The Most Critical Step: The Standard Policy
Having a standard, mandatory background screening policy for every employee and vendor -- from top executives to part-time workers -- not only protects the company's workforce, property and information, but it also eliminates any inconsistency and helps ensure that information gathered is used appropriately. Such a policy also protects the company by ensuring compliance with legal requirements such as those set forth by the Fair Credit Reporting Act and other governing bodies. Different types of checks may be required for different positions. For example, finance department employees may require credit checks, and those that operate vehicles on company property may require a vehicle department check. At minimum, a good policy should address what type of checks should be performed for each type of position; who should be screened; how many years of history the checks should cover; the criteria used for assessing whether the candidate meets the hiring standards of the company; and what procedures are required to comply with all relevant federal and state legislation and industry regulations.
Require Complete, Accurate and Consistent Data
Background screening policies should require that all applicants give dates of employment with month and year, and a graduation date for all levels of education. Screening should always include a careful cross-check of data provided in the interview, resume, job application form, background verification application and background check report. Often, applicants with something to hide will provide different information on their job application and their background screen application in the hope that no one will cross check. Incomplete information can reveal gaps in employment and education. Inconsistencies should then be explained by the applicant.
Perform Comprehensive Verification
Certainly, the most fundamental background screen to be performed is a criminal background check. These checks should not just include the local county, but every county where the applicant has lived or worked. Almost as important, however, is verification of employment, education and salary. Roughly one third of resumes contain some misrepresentation in one or more of these areas. This alteration of facts can not only impact the applicant's ability to perform their job, but also indicate problems of character that may eventually impact the company. Educational credentials should be verified at the source, and salary by previous employers or with prior W-2s or pay stubs.
Many companies skip checks of international experience on applicants due to unfamiliarity with the process and the perceived complexity of gathering the information. Indeed, the laws, regulations and procedures governing such checks vary greatly from country to country, but the risks of not performing a background screen is too great to justify excluding them. This is the time to call in the experts and partner with an employment screening provider with the expertise and experience to conduct checks in any country that may be required.

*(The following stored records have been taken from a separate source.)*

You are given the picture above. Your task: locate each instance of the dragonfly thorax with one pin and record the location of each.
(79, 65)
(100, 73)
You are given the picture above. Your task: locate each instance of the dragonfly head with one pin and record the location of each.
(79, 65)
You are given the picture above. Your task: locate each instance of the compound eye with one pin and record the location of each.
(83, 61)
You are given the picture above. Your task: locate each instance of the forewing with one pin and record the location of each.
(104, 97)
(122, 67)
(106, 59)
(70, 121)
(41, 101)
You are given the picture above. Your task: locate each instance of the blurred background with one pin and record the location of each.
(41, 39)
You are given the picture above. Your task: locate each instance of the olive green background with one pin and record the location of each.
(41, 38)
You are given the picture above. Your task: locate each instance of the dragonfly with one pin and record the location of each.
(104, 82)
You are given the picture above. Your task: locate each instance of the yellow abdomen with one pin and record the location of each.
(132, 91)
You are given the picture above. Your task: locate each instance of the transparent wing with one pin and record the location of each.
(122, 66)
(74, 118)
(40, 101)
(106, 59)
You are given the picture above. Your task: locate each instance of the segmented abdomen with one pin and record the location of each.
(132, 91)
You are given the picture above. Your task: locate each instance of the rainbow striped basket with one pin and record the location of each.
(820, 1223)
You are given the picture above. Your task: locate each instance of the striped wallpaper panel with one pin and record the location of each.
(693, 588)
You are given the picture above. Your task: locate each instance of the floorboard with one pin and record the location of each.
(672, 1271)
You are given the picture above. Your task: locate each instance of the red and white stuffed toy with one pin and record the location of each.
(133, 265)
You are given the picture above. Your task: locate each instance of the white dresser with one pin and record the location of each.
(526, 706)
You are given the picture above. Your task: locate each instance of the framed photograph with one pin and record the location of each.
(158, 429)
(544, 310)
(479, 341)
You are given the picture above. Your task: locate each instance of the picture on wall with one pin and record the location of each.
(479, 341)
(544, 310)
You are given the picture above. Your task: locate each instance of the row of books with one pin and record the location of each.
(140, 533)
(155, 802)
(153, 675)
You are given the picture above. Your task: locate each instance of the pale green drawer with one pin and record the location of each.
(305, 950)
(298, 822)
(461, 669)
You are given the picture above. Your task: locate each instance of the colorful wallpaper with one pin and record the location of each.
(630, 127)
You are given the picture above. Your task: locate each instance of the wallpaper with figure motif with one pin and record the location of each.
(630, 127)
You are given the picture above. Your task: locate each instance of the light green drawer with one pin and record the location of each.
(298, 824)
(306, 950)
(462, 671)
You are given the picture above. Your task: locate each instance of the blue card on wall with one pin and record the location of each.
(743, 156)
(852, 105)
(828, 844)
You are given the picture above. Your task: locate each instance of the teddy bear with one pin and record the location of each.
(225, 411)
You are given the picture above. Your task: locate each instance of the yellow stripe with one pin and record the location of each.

Security professionals should consider regular post-hire criminal background and drug screenings of employees and vendors in order to protect the workforce and guard against liability for negligent retention. In addition, the background screening policy should be regularly reviewed for its responsiveness to company needs and compliance with changing laws and regulations.
With screening of the extended workforce as a standard procedure and a carefully crafted background screening policy in place, security professionals will take a huge step toward protecting their employees and their company.